Students learn to finance study abroad

Haley Otman

Almost 30 students hoping to study in Paris, Australia, Ghana, Brussels or Spain, among other countries, recently filled a room in the Padnos International Center at Grand Valley State University for information about how to get there.

“All degree-taking students are eligible for financial aid,” said Rebecca Hambleton, Padnos director of study abroad and international partnerships.

Although some students do not get or use financial aid, every single student qualifies. Financial aid disbursed at GVSU can be used for studying abroad, even though the student may be across the world and not taking GVSU courses.

“Most of our study-abroad students access financial aid, so it is important that we get information out to students so they know what to expect,” Hambleton said.

Beginning the process

Students must first become familiar with OASIS, the online program for GVSU students studying abroad, no matter the company. It can be found on the GVSU Study Abroad website,, and is how students first apply to study abroad, and later download all necessary forms.

Students must be accepted to study abroad through OASIS whether they go through a GVSU partner program or a separate company.

Learning the options

Most students will qualify for loans, Hambleton said, which can be federal loans in the student’s name or a parent loan. Some also get scholarships or grants to use toward school fees.

However, most students cannot expect to receive more money in school scholarships or loan availability just because of study abroad.

“What you get at GVSU is what you can expect,” Hambleton said.

The Padnos International Center automatically gives study abroad grants to some students who meet their GPA, financial need and application deadline criteria.

If the combination of loans, scholarships and grants does not add up to a student’s program fee, alternative loans can be taken out.

Alternative loans are through companies who will give money to the student if he or she meets credit worthiness requirements, or a cosigner may be needed if not. The negative part of an alternative loan, Hambleton said, is that it is not guaranteed by the federal government.

Using the awarded aid

After the student has determined how to finance the travel, he or she must keep in contact with the PIC and his study abroad provider to make sure all deadlines are met and forms filled out.

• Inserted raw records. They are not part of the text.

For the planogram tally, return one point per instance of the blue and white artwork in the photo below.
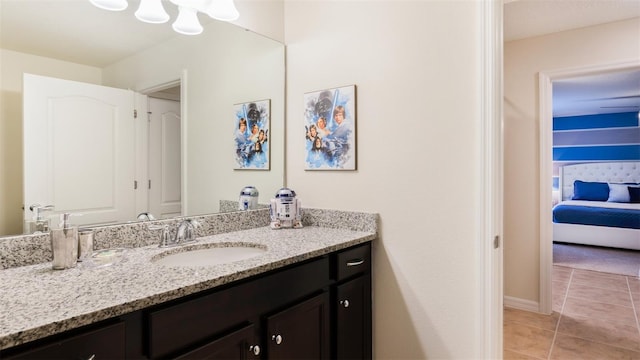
(330, 129)
(251, 135)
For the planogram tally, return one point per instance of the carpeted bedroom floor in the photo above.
(595, 258)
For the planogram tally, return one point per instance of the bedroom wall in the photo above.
(523, 60)
(414, 63)
(596, 137)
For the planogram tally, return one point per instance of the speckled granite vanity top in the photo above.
(37, 301)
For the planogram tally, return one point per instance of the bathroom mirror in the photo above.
(223, 66)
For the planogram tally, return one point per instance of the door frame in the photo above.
(545, 84)
(489, 330)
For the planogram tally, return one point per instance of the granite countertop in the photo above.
(37, 301)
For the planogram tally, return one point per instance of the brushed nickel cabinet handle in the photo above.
(355, 262)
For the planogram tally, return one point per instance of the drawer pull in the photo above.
(255, 349)
(355, 262)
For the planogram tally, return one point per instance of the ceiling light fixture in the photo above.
(152, 11)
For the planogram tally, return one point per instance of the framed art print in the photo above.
(330, 129)
(251, 135)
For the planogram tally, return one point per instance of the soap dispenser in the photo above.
(64, 243)
(248, 198)
(38, 224)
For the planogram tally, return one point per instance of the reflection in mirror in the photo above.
(223, 66)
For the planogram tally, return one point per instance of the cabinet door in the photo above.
(301, 331)
(353, 319)
(238, 345)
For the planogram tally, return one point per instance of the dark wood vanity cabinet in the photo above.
(102, 342)
(317, 309)
(352, 329)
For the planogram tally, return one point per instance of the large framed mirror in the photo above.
(223, 66)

For those studying with a non-GVSU program, they are responsible for paying all fees directly to their chosen company.

“We are not involved in third-party billing,” Hambleton said.

However, since the company a student chooses to use for study abroad will normally have an early payment deadline, Hambleton said the student can submit a program fee deferment request through OASIS, and then she will write a letter to assure the company the aid will arrive.


Hambleton said one thing students need to remember is to continue filling out necessary paperwork upon arrival in Europe, Asia or their other chosen destination.

For example, students planning to study abroad during a winter semester must still fill out the FAFSA, tax forms and fall registration so they can continue attending GVSU upon their return.

Hambleton suggests filing a power of attorney form so the designated person can receive information from GVSU about the student, if necessary.

“Make sure that you’ve got someone to help you (while abroad),” she said.

Students Lauren Spangler and Kimberly Walker were among the attendees of the program.

“Most of this, I already knew,” said Walker, who will study in France winter semester. She said she had already gathered the information pertinent to her program from reading the PIC’s website.

Spangler, who plans to study in Spain, said she thought Hambleton’s presentation was very helpful.

“It clarifies the timeline of when everything needs to get done,” she said, and made her realize she must compare the costs of studying at GVSU with studying in Granada, Spain to begin figuring out how to finance the additional cost.